Betty Castleberry10/20/09
I thought this was very realistic. It brought back some memories of my own. ;0)
Patricia Turner10/20/09
Kendra's emotional roller coaster is so realistically written - hormones, exhaustion, all the blues that go with those first days. Then that first night when the baby sleeps through - I remember being terrified - I couldn't go into my daughter's room.
Ruth Brown10/20/09
Oh those sweet rough days of the first baby,so hard,but so rewarding. Absolutly loved it!
larry troxell 10/21/09
jan, excellent writing. fathers love to hold their babies too! so realistic. i liked the slower pace, with time to think about what the author is going to reveal next.
Yvonne Blake 10/21/09
ahhh...I can smell him! What a sweet baby story!
Joy Faire Stewart10/21/09
I enjoyed this different approach to the topic, and I could feel the mom's "blue" moments throughout.
Aaron Morrow10/21/09
Jan, I enjoyed the way that you wove different shades of blue throughout and think you did a great job of capturing the sense of both exhilaration and exhaustion of the MC.

It may just be because its early but I felt myself start to get engaged in the story, and I would stumble over a word (like cerulean or frisson), and the pacing halted. I kept feeling like I skipped a beat somehow.

There were also a few sentences that felt truncated. You may have designed that to give it more of a sense of the choppy thought patterns that come with exhaustion, and, if so, it worked well.

All-in-all well written, just a little tough on the thesaurus-impaired like me :)
Laura Manley10/21/09
I found this story moving with ease from one phase to another. I enjoyed it thoroughly. There were several lines (or part thereof) which brought a smile to my face. They are:
"her intentions never reached her feet;" "the suggestion of brightening indigo dawn;" "she dips him away from her kiss;" "his first smile is her benediction." All these were very descriptive with a freshness about them. I found your story very easy to read and I enjoyed the story line. What mother hasn't gone through what your MC did. Laura
Laury Hubrich 10/21/09
Oh sweet, Jan. But I would say it's not your best piece but oh so sweet:) If you're not on topic enough I'm certainly not! Love this story. Makes me want...never mind, won't even say it!
Verna Cole Mitchell 10/21/09
This well written piece took me back, mega years to my own feelings of euphoria to tired helplessness and back to euphoria.
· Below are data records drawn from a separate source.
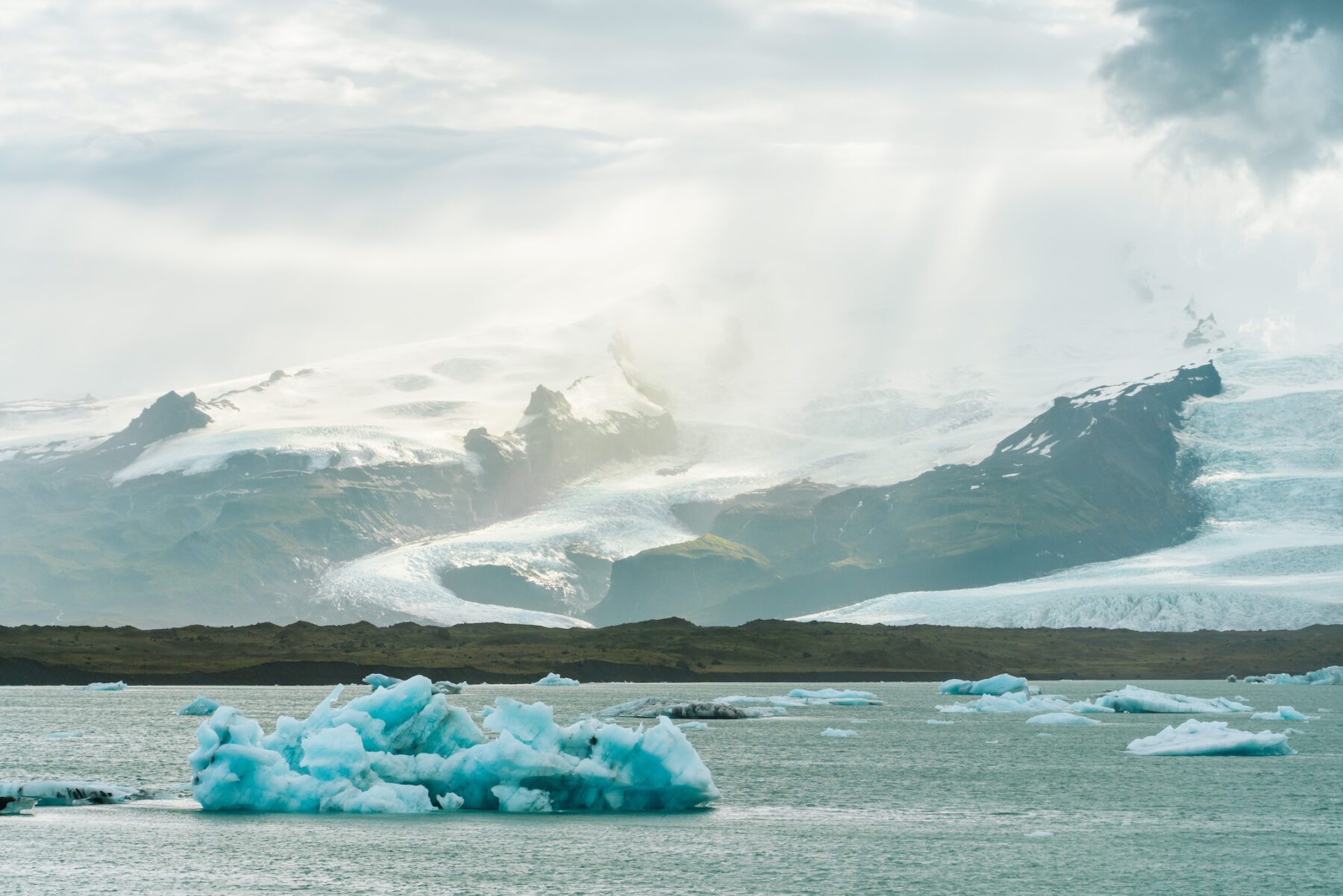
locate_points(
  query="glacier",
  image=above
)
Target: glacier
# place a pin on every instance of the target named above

I even remember the wonderful feeling of looking at what our love had made. Thanks for making your story so real.
Kimberly Russell10/21/09
I had a hard time following this but I presumed it had to do with post partum, roller coaster emotions, and thoughts that go all over the place. Since I'm not familiar with the whole motherhood thing, it was unfamiliar to me, however, well written.
Kate Oliver Webb 10/21/09
I enjoyed this very much! It was truly the atmosphere of a home with a new baby, a mom and dad who love him, and the occasional sense of panic that accompanies bringing a new life into the world. The blessed reward at the end ("his first smile was her benediction") is one for that mom's memory cells, for sure.
Joshua Janoski10/26/09
I think this piece accurately reflects the emotions of parents who are doing their best to take care of their first newborn child without any previous experience.

I had trouble following it in a couple of spots, but I think that was due to the nature of the story you were trying to tell. New parenting would be a restless but enjoyable experience.

Danielle Luaders10/27/09
I liked the roller coaster of emotions the mother went through--very true to life! (Sometimes mothers don't like to admit some of those feelings even to themselves!) Loved the references to Where the Wild Things Are! Nicely done!